The phrase “not…atomized individuals” is critical. It contains for Catholics, even those with spotty attendance records, a profound call to take from Holy Mother Church into the wider society around us. We can use our faithful knowledge of God’s clear preference to appeal to our neighbours for a return to community, to reformation into a people, for a turn away from the inherently destructive ideology of atomized individuality. 

For decades now, the Church has engaged courageously and vigorously in a doomed effort to teach Canadian, North American, Western societies that certain acts are always, everywhere, in and of themselves, wrong wreaking. The assertion was entirely right. The intention entirely noble. And there had to have been a point where victory (used in a purely secular sense since spiritually, we have already won victory in Christ) was within reach. 

Yet here we are. And where are we? In a world, a country, a society where, days before Easter, a healthy 27-year-old Calgary woman was given clearance by a court of law to have herself killed by medical agents of the State simply because she no longer feels life is worth living. Her loving family had appealed to a judge to set aside medically approved permission for her to die by lethal injection. Their heart wrenching plea was rejected, though they were thrown the legal bone of being granted 30 days for further appeal.  

In any society still possessing a shred of community vitality, of the familial bonds of a people, such a horrific outcome would be immediately recognized as the apogee (nadir?) of the ideology of atomized individuality. It would be seen as a grotesque perversion of admirable liberal ideals of private autonomy.
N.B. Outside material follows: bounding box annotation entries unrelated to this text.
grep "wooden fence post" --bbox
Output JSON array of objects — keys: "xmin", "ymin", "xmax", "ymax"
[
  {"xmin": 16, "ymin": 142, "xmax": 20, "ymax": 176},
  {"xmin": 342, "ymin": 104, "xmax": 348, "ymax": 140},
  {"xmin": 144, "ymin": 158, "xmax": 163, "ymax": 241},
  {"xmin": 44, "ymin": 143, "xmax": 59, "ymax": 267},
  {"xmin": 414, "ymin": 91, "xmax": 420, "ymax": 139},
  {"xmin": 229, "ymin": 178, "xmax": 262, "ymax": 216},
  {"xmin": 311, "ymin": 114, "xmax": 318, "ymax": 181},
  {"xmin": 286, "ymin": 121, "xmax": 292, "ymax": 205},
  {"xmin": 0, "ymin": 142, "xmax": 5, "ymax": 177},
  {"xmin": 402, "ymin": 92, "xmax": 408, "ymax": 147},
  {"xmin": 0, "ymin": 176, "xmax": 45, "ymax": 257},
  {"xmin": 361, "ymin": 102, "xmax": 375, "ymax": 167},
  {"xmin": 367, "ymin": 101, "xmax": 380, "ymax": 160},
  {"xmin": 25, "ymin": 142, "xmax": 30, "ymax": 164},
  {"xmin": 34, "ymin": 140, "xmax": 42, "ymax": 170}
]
There would be no hesitation to acknowledge that we are so far gone in the loss of faith in our collective self that State-administered death now becomes us.  

Because we as Catholics know that Christ’s Resurrection ensured death no longer has the last word, it falls to us to expand Cardinal Dolan’s message — and that of many others such as Cardinal Thomas Collins, Archbishop Francis Leo, indeed Pope Francis himself — into a conversation with the neighbours we are commanded to love as spiritual family. It’s not enough to seek to convince them that so-called Medical Aid in Dying is wrong and bad. Without hectoring, without proselytizing, we must seek to call them back to remembrance that faith is the ground of community to be expressed, strengthened, and above all, lived out with others.